C’est la question que nous entendons le plus souvent en démo, et c’est la bonne. La réponse honnête est que cela peut arriver. Le contrôle ne doit donc pas reposer sur l’espoir, mais être conçu dès le départ.

Premier niveau : le brouillon, pas l’envoi

Le moyen le plus simple d’éviter une erreur publique est de ne rien laisser l’assistant envoyer automatiquement. L’assistant prépare la réponse avec les données du logiciel de gestion, puis l’équipe la lit et la valide d’un clic. Le gain de temps demeure réel, car lire et approuver demande beaucoup moins d’effort que chercher les informations et rédiger depuis une page blanche.

Deuxième niveau : un périmètre et un objectif pour chaque catégorie

L’automatisation ne s’active pas en une seule fois. Elle se décide par catégorie de demande. Informations générales, devis, groupes : pour chacune, vous choisissez le degré d’autonomie et surtout l’objectif que l’assistant doit suivre. Voici un exemple réel : « pas de groupes scolaires, mais répondre aux agences ». Toute personne hors du périmètre reçoit un refus courtois et motivé, pas un silence.

Troisième niveau : tout reste consigné

Chaque conversation reste dans la console et peut être lue intégralement : la demande du client, la réponse de l’assistant et l’identité de la personne qui l’a validée. Si une réponse ne vous convainc pas, vous la voyez, vous la corrigez et elle devient la règle pour la prochaine fois. Le contrôle n’est pas un interrupteur. Il consiste à pouvoir toujours reconstituer ce qui s’est passé.

La question n’est pas de savoir si l’IA se trompera un jour, mais ce qui se passe juste après et qui s’en aperçoit.

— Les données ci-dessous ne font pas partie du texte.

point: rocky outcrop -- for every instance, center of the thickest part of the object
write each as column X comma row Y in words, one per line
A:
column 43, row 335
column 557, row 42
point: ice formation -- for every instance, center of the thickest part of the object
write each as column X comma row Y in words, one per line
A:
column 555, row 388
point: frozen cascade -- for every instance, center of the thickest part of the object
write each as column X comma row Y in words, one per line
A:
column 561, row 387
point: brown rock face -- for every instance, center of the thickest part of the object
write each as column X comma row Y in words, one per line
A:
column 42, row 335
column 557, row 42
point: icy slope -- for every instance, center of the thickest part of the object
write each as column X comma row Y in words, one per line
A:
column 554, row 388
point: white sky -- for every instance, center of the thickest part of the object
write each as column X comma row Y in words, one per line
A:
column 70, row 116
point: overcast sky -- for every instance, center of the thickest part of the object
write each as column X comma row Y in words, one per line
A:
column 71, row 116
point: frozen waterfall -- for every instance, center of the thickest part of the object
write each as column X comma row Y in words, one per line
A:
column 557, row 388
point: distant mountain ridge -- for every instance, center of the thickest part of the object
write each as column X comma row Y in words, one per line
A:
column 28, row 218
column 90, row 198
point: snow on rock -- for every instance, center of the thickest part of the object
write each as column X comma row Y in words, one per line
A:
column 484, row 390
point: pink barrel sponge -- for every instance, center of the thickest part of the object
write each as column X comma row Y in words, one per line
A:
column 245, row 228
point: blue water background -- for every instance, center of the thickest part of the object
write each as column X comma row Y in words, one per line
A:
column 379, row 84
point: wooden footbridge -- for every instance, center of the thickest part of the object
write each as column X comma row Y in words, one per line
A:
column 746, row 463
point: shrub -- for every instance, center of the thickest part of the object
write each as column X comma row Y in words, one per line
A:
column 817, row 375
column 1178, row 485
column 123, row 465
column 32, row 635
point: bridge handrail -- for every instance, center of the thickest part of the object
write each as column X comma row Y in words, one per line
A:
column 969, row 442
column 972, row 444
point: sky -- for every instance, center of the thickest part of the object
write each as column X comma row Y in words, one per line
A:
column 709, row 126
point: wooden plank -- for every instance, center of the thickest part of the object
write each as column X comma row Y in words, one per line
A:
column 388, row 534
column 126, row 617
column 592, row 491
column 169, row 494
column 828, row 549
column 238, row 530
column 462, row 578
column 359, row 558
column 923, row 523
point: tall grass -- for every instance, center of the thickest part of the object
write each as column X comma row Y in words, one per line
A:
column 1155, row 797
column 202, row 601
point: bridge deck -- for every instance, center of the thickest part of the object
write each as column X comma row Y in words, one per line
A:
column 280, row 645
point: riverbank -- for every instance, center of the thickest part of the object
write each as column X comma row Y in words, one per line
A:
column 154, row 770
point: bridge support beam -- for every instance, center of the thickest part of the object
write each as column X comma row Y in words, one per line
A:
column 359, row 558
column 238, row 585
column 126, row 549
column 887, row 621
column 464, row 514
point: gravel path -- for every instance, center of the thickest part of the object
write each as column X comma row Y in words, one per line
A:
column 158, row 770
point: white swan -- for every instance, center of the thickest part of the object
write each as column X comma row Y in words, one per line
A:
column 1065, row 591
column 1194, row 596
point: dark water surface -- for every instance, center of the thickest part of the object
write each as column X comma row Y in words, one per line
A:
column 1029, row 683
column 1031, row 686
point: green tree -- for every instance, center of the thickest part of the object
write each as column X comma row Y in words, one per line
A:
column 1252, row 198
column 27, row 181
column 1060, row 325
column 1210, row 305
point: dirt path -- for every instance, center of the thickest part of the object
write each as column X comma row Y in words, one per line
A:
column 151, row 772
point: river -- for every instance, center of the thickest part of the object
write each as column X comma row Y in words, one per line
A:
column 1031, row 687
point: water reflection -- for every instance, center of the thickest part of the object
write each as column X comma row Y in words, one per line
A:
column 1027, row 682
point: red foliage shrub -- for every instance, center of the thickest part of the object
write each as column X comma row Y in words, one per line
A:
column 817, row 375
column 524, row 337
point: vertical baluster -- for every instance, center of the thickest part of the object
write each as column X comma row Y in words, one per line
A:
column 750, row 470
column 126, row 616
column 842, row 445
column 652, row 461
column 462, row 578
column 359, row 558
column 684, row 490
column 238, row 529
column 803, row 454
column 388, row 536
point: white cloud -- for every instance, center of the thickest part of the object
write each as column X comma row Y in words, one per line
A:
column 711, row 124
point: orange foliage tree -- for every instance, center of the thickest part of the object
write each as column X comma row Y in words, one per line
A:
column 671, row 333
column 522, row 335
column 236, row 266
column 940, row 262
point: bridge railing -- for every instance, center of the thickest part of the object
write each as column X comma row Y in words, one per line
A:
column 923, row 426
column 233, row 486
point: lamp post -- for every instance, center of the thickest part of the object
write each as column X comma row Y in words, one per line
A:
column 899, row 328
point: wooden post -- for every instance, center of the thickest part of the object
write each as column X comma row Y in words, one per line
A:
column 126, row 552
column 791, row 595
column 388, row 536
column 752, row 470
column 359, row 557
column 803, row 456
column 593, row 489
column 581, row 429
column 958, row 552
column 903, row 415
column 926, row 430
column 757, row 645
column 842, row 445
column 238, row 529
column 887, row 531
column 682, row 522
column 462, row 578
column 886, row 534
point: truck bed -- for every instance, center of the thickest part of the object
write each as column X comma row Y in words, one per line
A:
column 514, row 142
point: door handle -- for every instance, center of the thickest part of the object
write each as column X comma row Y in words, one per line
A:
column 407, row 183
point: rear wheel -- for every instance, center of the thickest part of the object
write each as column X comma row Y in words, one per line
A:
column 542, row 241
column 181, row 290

Là où l’automatisation est pertinente dès le départ

Pour les questions stables (horaires, parking, animaux et wifi), le risque est faible et la valeur immédiate. En chambre, le concierge répond automatiquement à toute heure et ne transmet au personnel que ce qui exige une intervention humaine. À 23 h, aucun client ne souhaite entendre « nous demanderons demain à la réception ». Lorsqu’une décision s’impose (tarifs particuliers, exceptions ou réclamations), la validation reste humaine tant que les résultats ne vous convainquent pas.

Comment démarrer concrètement

Commencez prudemment : tout reste en brouillon, l’équipe lit et valide. Après quelques semaines, vous identifiez les catégories que l’assistant gère bien et vous élargissez son autonomie une catégorie à la fois. Dans les établissements actifs, 40 à 70 % des demandes sont généralement traitées en autonomie. L’écart dépend de ce que vous choisissez de déléguer, pas d’une limite technique.